Tu as bien vite oublié Passendre. Tu joues les mères protectrices, puis tu la laisses dès que tu t'en lasses. Dès que ça devient plus intéressant ailleurs. Ça fait des jours qu'elle t'attend dans son caisson blanc.
Tu es là, mais pas pour elle.
Heureusement qu'elle n'a pas d'âme. Sinon elle souffrirait comme moi.
Tu es là, mais pas pour moi.
C'est eux que tu veux voir.
Eux, que tu admires.
Le poids grossit.
Je quittai la paillasse centrale pour découvrir l'écran. Aussitôt, elle se précipita à la table pour regarder s'endormir un de ces villages archaïques. Derrière les facettes numériques, une fillette riait en poursuivant une silhouette de son âge à travers la rue.

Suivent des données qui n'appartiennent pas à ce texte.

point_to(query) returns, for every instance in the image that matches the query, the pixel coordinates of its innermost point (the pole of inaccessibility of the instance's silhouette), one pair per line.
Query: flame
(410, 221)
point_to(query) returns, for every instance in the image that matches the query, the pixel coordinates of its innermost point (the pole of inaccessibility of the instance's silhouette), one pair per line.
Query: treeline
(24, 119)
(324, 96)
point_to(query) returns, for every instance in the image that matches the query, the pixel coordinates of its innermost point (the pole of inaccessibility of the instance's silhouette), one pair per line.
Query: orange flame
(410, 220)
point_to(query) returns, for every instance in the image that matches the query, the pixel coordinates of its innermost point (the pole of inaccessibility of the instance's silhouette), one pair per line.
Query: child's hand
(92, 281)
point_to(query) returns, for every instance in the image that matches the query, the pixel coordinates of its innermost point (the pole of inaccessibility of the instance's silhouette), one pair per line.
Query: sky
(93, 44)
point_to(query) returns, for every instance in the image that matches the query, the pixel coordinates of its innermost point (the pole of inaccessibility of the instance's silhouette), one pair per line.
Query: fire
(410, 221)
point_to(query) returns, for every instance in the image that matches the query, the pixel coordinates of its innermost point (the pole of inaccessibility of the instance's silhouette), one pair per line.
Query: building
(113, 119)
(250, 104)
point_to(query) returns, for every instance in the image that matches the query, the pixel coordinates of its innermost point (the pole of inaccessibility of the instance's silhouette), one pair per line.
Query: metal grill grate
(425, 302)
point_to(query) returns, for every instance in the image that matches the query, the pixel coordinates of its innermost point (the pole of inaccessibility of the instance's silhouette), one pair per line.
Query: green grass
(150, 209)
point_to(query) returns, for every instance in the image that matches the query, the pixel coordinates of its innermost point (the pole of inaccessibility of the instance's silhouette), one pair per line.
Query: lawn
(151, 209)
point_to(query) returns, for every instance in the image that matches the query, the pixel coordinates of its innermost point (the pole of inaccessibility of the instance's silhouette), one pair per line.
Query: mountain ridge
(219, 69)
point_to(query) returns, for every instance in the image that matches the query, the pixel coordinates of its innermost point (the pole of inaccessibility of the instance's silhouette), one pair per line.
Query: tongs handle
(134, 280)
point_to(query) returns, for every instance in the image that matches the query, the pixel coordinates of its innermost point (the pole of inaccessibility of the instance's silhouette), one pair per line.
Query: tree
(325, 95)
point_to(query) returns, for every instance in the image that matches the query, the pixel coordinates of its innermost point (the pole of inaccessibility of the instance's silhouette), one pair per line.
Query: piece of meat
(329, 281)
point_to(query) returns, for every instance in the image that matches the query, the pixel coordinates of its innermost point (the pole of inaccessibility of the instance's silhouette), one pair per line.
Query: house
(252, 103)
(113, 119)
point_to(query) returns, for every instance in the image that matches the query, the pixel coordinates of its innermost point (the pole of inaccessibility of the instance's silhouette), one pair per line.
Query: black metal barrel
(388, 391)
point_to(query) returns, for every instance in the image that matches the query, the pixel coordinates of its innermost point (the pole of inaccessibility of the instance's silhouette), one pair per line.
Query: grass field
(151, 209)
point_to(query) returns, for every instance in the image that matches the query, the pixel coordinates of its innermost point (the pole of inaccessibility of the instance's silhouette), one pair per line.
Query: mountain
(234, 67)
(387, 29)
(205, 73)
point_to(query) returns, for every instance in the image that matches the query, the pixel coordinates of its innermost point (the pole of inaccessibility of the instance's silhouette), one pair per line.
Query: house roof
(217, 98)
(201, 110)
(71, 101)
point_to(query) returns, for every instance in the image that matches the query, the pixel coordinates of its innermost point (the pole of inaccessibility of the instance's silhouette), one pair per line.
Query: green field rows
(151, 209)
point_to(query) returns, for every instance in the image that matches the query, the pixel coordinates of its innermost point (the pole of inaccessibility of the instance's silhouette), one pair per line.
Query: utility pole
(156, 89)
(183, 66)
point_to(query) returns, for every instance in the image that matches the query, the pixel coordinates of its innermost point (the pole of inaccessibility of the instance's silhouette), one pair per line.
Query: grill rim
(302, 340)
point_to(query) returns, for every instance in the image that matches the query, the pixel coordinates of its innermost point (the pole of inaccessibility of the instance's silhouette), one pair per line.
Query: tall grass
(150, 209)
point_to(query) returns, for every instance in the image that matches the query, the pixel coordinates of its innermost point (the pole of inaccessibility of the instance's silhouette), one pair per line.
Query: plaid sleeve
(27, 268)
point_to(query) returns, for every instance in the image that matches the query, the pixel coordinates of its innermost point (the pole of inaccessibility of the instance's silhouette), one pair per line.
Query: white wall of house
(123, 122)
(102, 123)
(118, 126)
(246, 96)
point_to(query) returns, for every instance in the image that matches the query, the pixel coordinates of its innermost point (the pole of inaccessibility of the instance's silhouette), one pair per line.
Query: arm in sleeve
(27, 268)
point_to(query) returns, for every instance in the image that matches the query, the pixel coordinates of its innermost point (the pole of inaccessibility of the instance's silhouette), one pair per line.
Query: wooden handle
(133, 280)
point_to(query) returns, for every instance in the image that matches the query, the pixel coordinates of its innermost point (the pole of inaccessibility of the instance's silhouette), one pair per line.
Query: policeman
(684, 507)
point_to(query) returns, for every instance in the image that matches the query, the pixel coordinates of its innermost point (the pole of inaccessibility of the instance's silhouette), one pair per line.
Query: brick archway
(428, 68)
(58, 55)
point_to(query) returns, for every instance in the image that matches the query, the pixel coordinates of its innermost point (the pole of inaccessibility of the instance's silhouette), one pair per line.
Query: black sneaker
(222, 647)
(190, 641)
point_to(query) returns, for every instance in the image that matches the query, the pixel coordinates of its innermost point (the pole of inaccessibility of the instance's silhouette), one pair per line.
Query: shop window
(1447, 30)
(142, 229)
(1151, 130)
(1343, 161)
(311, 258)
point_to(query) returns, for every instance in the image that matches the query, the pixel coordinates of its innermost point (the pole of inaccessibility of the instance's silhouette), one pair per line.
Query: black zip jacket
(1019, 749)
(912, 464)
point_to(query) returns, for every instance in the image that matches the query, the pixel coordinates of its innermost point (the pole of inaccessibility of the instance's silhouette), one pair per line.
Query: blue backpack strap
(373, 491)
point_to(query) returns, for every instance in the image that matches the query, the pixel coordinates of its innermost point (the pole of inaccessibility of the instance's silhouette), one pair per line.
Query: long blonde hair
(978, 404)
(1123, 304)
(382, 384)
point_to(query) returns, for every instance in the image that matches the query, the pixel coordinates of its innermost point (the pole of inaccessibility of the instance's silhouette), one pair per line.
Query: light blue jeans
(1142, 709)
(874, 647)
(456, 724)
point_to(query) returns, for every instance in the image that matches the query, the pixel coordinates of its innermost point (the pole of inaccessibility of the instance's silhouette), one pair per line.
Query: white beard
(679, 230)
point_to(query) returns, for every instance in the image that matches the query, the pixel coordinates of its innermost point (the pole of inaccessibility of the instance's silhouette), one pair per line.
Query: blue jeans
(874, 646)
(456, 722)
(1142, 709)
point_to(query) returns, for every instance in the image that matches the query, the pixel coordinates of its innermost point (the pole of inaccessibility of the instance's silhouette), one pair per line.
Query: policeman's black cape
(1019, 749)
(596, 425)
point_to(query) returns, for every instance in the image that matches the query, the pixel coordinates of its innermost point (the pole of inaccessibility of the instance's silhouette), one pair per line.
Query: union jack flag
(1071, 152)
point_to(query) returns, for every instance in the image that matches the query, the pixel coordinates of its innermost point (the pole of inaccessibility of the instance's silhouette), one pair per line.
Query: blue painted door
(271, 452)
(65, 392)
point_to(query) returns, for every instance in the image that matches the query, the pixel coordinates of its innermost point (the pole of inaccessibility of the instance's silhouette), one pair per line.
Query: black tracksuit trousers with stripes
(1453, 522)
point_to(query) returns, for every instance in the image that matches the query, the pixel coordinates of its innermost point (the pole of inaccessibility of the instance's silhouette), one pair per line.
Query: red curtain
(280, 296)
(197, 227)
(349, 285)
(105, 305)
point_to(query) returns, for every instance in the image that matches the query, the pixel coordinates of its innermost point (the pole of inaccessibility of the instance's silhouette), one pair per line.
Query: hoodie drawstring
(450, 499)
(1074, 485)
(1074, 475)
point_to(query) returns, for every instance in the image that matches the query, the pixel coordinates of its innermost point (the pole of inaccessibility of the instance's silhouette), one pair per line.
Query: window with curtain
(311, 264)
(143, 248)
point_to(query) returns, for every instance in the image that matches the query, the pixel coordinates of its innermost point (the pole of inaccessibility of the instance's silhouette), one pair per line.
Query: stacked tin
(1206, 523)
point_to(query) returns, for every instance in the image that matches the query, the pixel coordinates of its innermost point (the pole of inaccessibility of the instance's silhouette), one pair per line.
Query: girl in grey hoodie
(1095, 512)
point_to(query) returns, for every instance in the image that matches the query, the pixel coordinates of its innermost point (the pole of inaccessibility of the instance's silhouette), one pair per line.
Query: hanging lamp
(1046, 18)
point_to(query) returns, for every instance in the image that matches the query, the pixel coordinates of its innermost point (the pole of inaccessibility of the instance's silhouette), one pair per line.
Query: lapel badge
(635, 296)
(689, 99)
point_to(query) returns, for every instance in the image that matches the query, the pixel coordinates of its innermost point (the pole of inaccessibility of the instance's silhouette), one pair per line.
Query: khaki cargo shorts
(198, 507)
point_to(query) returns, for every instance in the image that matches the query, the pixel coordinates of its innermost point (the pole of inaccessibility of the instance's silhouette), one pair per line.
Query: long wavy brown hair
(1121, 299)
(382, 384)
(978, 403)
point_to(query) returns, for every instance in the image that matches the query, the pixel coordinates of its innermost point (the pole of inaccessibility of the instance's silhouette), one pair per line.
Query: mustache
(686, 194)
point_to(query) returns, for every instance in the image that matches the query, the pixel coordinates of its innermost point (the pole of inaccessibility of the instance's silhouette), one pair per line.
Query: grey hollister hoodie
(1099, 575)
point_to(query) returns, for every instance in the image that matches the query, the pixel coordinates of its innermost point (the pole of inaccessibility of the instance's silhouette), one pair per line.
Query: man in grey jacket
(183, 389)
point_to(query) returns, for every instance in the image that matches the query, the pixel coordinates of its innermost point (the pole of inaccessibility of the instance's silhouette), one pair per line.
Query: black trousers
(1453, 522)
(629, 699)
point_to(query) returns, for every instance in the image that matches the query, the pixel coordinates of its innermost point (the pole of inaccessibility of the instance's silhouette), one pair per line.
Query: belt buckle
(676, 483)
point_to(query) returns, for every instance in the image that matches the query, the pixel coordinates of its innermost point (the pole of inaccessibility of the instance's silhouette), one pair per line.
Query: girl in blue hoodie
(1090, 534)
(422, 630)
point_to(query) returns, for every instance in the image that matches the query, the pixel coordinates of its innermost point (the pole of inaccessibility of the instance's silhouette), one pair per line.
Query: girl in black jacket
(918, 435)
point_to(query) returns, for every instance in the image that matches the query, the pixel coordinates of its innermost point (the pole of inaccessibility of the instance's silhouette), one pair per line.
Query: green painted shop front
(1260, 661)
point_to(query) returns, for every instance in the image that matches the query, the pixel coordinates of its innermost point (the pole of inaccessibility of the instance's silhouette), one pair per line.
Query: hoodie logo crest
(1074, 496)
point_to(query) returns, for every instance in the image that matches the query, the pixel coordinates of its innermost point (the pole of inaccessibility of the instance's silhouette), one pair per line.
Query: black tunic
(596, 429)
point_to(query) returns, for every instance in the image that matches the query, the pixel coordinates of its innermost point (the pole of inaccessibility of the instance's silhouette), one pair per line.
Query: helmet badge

— Mais le Goshi ne nous ressemble pas, lui... murmura-t-elle tristement.
Je ricanai, désignant du menton un pouilleux qui balançait son urine sur le pavé.
— Parce que tu trouves qu'il nous ressemble, lui ? Ils vivent dans leurs excréments. La vie n'a aucune valeur pour eux. Ils s'entretuent, se torturent, se violent, se mentent... Tu sais que j'aime te provoquer, mais je te jure que tu ne ressembles pas à ces merdeux.
Percevant son mutisme, je la bousculai doucement du coude. Elle se retourna. Ses petits poings serrés. Son visage tendu. Puis explosa :
— Mépriser. C'est tout ce que tu sais faire ! T'es incapable d'aimer quoi que ce soit !
Vite. Son pas, je crois, n'avait jamais été aussi rapide.
Elle était partie.
Je me souviens être restée figée. Figée sous son accusation. Blessante. Ma sœur avait toujours été blessante. Rarement dans ses mots. Les mots, c'était trop pour elle. Mais souvent dans ses actes, stupides et puérils, mais pardonnables puisqu'ils naissaient de sa bêtise. Douce sottise.
Je me souviens que mon cœur avait battu fort et je m'étais demandé : suis-je apte à aimer ?
Puis, j'avais refermé l'écran, fouillé au fond de mes boîtes de pièces détachées et commencé à en construire un second. Plus petit. Transportable.
Transportable loin d'ici.
Pour toi. Parce que je t'aime, parce que je suis incapable d'allumer ton visage comme le font les humains, parce que je t'aime et que je veux que tu le saches.
Parce que ça me blesse chaque fois un peu plus quand tu viens me quémander un regard à ces créatures inconnues alors que tu ne m'en accordes pas un.
Parce que je t'aime et te déteste.
Parce que je ne veux pas être ce que tu vois en moi.